Lp-asymptotic stability of 1D damped wave equations with localized and nonlinear damping

TL;DR

This paper investigates the exponential decay of energy in one-dimensional nonlinear damped wave equations with localized damping, establishing well-posedness and stability results in various L^p spaces.

Contribution

It extends the analysis of damped wave equations to L^p spaces, proving well-posedness and exponential energy decay with nonlinear damping.

Findings

Existence and uniqueness of solutions in L^p spaces.

Exponential decay of energy for strong solutions.

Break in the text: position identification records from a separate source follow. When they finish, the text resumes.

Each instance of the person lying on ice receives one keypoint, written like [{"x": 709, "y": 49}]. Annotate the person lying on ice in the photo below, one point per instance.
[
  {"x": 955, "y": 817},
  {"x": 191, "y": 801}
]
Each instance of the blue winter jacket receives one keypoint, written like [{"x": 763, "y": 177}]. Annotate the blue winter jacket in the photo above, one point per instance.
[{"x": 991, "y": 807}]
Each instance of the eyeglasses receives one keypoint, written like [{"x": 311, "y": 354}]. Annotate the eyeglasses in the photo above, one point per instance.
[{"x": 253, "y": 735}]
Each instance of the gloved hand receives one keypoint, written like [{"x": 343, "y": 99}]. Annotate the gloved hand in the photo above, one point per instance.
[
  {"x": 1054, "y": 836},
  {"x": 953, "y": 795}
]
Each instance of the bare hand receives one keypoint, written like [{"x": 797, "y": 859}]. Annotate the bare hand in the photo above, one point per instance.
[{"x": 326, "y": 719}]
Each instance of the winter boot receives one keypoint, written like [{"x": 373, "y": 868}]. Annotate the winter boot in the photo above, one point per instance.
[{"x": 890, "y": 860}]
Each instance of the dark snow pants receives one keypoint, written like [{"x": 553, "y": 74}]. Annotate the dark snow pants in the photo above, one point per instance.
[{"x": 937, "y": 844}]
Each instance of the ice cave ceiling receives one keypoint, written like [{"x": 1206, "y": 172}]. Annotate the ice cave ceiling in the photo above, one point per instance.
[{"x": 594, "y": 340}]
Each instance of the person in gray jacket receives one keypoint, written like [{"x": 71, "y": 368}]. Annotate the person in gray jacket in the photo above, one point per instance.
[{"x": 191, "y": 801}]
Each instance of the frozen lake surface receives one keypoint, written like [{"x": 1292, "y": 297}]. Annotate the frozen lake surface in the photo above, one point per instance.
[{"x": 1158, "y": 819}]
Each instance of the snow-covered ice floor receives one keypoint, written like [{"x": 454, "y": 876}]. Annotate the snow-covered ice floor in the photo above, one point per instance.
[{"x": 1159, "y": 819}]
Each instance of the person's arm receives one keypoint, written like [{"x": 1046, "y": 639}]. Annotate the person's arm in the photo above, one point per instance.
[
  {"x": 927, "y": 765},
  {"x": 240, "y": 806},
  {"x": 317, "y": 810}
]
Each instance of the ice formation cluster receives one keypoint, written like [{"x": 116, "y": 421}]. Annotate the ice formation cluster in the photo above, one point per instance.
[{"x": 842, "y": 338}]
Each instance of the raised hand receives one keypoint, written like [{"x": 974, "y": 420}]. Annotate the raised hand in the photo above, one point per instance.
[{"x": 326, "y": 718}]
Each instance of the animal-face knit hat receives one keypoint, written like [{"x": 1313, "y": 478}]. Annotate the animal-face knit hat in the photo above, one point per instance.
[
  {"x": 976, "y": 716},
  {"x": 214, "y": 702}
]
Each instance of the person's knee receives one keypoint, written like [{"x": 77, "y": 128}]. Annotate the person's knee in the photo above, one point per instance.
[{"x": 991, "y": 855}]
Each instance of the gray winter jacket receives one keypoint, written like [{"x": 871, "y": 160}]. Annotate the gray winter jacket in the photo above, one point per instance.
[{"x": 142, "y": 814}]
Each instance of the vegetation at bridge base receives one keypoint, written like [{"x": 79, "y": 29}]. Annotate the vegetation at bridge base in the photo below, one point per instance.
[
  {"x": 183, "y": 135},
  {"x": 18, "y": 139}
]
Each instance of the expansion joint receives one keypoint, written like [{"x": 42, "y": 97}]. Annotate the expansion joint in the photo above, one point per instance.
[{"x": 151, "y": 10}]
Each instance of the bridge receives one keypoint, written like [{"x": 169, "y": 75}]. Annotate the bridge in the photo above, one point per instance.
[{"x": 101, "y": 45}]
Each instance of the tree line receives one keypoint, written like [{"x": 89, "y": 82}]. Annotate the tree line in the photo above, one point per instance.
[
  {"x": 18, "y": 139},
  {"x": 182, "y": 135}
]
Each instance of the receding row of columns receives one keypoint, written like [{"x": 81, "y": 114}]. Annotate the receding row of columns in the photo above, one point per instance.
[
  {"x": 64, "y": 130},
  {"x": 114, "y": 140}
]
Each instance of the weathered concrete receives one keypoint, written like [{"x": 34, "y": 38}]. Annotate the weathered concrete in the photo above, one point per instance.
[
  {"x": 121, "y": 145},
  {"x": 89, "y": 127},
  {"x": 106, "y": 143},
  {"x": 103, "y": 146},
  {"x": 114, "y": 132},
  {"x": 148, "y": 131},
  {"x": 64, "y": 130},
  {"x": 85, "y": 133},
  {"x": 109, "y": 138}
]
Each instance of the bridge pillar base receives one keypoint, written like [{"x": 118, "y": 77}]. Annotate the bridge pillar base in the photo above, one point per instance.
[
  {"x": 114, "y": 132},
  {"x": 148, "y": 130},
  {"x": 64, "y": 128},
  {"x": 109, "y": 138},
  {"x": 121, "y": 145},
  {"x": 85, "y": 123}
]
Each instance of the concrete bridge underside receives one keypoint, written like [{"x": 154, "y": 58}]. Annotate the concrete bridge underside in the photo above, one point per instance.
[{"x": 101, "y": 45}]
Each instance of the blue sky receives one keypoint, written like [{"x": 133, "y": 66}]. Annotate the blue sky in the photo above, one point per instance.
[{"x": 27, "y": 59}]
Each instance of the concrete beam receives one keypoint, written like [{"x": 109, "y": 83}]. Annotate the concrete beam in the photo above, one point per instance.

Extension of linear case results to nonlinear damping.

Abstract

In this paper, we study the $L^p$-asymptotic stability with $p\in (1,\infty)$ of the one-dimensional nonlinear damped wave equation with a localized damping and Dirichlet boundary conditions in a bounded domain $(0,1)$. We start by addressing the well-posedness problem. We prove the existence and the uniqueness of weak solutions for $p\in [2,\infty)$ and the existence and the uniqueness of strong solutions for all $p\in [1,\infty)$. The proofs rely on the well-posedness already proved in the $L^\infty$ framework by [4] combined with a density argument. Then we prove that the energy of strong solutions decays exponentially to zero. The proof relies on the multiplier method combined with the work that has been done in the linear case in [8].